The level of radiation dose has also fallen from around 10 millisieverts in 1996 to around two millisieverts now. Putting these figures in context, Prof Fenlon said the annual background radiation of living on Earth was three millisieverts.
Long haul airline cabin crew are exposed to nine millisieverts annually and have no recorded increased appreciable risk to cancer.
In terms of benefits there is some evidence that informed patients do prefer CTC and that lower bowel prep represents a significant advantage. This could help boost participation rates in bowel screening, which the meeting heard represented a major challenge.
The cost assessment of CTC needs to be reviewed to reflect the increased participation rates, said Prof Fenlon.

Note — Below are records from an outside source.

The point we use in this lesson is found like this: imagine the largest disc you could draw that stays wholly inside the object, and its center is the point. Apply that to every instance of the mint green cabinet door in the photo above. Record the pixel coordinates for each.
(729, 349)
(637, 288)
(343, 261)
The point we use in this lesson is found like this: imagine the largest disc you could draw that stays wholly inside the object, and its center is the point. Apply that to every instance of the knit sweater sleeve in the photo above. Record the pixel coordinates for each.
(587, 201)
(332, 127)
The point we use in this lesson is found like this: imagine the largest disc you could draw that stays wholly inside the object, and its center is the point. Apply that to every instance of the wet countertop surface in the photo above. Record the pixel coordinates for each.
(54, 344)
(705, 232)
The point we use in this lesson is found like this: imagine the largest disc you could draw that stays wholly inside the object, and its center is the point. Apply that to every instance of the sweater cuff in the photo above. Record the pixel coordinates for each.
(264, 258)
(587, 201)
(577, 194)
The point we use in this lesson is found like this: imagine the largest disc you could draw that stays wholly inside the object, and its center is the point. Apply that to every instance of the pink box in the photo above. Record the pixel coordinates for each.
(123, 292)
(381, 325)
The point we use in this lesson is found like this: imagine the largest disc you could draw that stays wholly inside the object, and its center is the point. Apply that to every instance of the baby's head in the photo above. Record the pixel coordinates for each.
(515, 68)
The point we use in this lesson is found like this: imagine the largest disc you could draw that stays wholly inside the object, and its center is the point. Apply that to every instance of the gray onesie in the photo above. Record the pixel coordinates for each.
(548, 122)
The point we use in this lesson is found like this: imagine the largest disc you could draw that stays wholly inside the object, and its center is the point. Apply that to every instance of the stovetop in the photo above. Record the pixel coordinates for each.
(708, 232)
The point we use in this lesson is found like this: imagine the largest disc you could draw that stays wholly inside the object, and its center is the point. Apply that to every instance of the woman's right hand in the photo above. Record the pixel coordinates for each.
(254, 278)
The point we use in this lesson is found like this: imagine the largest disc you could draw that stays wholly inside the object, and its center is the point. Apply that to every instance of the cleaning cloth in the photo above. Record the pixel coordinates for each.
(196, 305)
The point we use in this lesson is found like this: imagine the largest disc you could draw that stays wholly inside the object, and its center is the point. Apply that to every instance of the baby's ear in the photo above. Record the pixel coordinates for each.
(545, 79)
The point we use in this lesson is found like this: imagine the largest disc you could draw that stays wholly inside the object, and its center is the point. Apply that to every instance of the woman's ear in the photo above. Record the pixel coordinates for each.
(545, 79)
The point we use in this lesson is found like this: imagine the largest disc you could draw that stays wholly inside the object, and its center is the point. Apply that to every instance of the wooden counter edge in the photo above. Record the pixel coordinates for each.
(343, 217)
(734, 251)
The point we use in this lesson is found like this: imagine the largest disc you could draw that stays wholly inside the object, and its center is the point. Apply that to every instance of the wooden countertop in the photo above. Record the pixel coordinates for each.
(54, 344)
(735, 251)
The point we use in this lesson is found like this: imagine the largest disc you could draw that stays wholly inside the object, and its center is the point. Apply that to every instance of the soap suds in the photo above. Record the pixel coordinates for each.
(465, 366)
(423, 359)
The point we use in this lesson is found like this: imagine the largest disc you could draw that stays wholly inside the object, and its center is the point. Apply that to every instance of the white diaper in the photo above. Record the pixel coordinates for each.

The news that CTC was endorsed as a primary screening test by the US Preventative Service Task Force, the FDA, and the American Cancer Society means that it is likely Medicare will approve screening with CT colonography in the next 12 months.
“After a generation of waiting in the wings it has been accepted by the cancer societies and policy-makers in the US,” she said.
In BowelScreen, CTC does feature and is offered to Faecal Immunochemical Test (FIT) positive patients with an incomplete colonoscopy. There are currently five centres – four in Dublin and one in Cork – and it is hoped there will be a greater geographical spread in the future. While only a small number of patients have been scanned, the service has been standardised.
“It has a unique ability to appeal to the population but I think it’s underutilised,” said Prof Fenlon, who believed this would change.
Answering questions from the floor on the global shortage of radiologists, Prof Fenlon said shortages are felt across services.
“There is a huge gap to bridge in order to provide this service at a greater level. But I would say that all of our trainees now are trained in CT colonography.”
Oral prize winners, ISG Winter Meeting 2016
1st Oral Clinical Prize
Ms Lillian Barry, Mercy University Hospital, Cork.
Can symptoms predict findings of High Resolution Ano-rectal Manometry?
2nd Oral Clinical Prize
Dr Mary Hussey, Tallaght Hospital, Dublin.
Feasibility of same day Colon Capsule Endoscopy (CCE) in patients with incomplete colonoscopy.
1st Oral Scientific Prize
Dr Anne-Marie Byrne, St James’s Hospital, Dublin.
Identification of novel PGE2 Receptor Antagonists that modulate angiogenesis and inflammation in Oesophageal Adenocarcinoma.
2nd Oral Scientific Prize
Dr Zaid Heetun, University College Dublin.
CD4+ and CD8+ T cells in Crohn’s Disease show a dysfunctional and incongruent response to TCR ligation.
Poster prize winners, ISG Winter Meeting 2016
1st Poster Prize
Dr Catherine Rowan, St Vincent’s University Hospital, Dublin.
Degree of Ulcerative Colitis Burden of Luminal Inflammation score, a simple method to quantify inflammatory burden in Ulcerative Colitis.
2nd Poster Prize
Dr Neil O’Morain, Tallaght Hospital, Dublin.
Adherence to European Society of Gastroenterology Endoscopy (ESGE) Polypectomy Guidelines: Retrospective experience from a tertiary Irish Hospital.
3rd Poster Prize
Dr Niamh Peters, St James’s Hospital, Dublin.
Oesophageal cancer: Commonly familial, possibly heritable.